The funding I received from the Shaw Scholarship enabled me to alleviate the financial restraints that would have prevented me undertaking the research.  I worked part-time alongside my studies, but the assistance from Shaw’s allowed me to dedicate as much time as possible to ensuring the work I carried out was of a high academic standard.  I was awarded my MPhil degree in January 2018, having submitted in October 2017 and having to make only minor corrections.

The Shaw Scholarship not only allowed me to engage in Masters-level research; as a result of my work, I have gone on to PhD research, where again my focus is on Robert Burns this time investigating his textual legacy throughout the nineteenth century.  I am now entering my third and final year of this doctoral work.  I have also been able to present my work to various audiences in different locations, such as Ellisland Farm, Aix-Marseille University, University of St Andrew’s and Greenock Burns Club.  I have also undertaken teaching work in the Scottish Literature department at the University of Glasgow, where I will perhaps be able to engage with a future Shaw Scholar.

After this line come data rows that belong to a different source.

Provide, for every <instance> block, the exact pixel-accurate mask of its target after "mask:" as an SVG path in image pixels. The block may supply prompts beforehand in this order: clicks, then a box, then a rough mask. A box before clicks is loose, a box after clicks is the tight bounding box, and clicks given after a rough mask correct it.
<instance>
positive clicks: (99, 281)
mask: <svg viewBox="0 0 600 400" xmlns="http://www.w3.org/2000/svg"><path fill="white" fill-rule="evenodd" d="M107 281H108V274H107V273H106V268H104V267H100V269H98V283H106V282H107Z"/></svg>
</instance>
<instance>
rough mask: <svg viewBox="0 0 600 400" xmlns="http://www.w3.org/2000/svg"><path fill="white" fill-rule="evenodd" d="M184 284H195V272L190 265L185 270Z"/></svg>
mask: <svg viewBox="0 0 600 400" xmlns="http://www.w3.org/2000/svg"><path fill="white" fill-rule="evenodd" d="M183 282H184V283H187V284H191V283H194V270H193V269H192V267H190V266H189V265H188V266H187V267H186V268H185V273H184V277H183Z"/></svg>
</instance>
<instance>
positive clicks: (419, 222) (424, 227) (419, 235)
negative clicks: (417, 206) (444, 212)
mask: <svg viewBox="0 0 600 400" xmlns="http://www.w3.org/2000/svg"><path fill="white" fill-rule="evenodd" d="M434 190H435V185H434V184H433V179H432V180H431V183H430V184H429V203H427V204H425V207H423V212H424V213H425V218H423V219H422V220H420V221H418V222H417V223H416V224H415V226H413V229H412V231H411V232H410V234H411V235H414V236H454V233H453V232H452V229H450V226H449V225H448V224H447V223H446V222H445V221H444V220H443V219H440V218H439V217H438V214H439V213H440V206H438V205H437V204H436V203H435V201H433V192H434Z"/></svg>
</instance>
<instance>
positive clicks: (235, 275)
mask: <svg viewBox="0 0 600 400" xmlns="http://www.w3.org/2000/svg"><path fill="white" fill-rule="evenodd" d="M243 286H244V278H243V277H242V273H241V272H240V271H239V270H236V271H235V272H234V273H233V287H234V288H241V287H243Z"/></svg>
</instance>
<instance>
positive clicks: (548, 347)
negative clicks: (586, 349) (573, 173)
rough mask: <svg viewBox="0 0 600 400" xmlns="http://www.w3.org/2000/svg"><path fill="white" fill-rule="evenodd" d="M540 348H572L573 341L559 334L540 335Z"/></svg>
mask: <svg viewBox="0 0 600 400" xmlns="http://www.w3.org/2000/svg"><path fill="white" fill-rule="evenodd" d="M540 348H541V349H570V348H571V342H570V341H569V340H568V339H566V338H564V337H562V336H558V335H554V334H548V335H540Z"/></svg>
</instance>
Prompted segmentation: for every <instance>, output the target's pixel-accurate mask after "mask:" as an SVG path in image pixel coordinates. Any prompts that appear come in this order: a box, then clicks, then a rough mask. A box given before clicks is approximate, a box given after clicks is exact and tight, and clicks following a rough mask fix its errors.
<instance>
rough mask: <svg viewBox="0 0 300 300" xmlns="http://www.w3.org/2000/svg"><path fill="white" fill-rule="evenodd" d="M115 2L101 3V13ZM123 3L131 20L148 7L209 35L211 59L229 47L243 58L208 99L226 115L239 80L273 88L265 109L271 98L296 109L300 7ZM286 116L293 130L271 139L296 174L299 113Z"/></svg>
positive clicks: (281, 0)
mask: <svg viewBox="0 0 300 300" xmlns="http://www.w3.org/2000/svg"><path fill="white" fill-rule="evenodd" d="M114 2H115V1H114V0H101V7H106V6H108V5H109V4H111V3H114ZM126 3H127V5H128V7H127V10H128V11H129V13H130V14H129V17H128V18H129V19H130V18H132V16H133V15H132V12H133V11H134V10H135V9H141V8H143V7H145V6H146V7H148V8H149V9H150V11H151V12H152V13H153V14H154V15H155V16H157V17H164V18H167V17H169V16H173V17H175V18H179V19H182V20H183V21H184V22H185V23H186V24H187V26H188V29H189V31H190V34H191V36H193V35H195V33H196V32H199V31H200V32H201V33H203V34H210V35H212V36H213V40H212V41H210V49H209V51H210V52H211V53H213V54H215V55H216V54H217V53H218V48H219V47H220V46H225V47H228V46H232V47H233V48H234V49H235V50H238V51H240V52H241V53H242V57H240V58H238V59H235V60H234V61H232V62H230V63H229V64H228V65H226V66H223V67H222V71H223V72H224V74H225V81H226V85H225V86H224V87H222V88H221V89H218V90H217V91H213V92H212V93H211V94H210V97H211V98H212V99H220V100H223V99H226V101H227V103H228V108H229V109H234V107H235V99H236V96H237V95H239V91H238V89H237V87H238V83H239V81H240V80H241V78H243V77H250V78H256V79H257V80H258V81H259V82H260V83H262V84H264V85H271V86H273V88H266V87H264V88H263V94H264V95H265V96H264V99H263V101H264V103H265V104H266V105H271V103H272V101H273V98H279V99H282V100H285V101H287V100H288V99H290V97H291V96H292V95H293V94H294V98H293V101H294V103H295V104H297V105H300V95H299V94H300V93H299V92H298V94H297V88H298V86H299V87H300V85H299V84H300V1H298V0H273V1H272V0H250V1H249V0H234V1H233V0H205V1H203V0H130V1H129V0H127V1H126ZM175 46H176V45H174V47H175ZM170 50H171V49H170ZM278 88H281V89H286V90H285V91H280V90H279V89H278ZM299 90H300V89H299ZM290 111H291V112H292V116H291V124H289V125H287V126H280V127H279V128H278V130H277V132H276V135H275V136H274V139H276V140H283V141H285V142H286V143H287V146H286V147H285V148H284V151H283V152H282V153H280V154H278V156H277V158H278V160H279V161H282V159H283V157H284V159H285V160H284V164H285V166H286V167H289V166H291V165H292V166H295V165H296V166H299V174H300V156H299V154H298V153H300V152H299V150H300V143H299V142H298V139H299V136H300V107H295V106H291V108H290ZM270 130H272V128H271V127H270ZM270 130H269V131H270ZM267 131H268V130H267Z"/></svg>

Without having the Shaw Scholarship to begin me on my postgraduate academic path, I would never have been able to take advantage of these opportunities.  I am deeply grateful to the Scottish Literature department for selecting my application in 2016 for this scholarship, and even more grateful to Frank and Susan Shaw for the support they have, and continue to, provide to Scottish literary studies in Glasgow.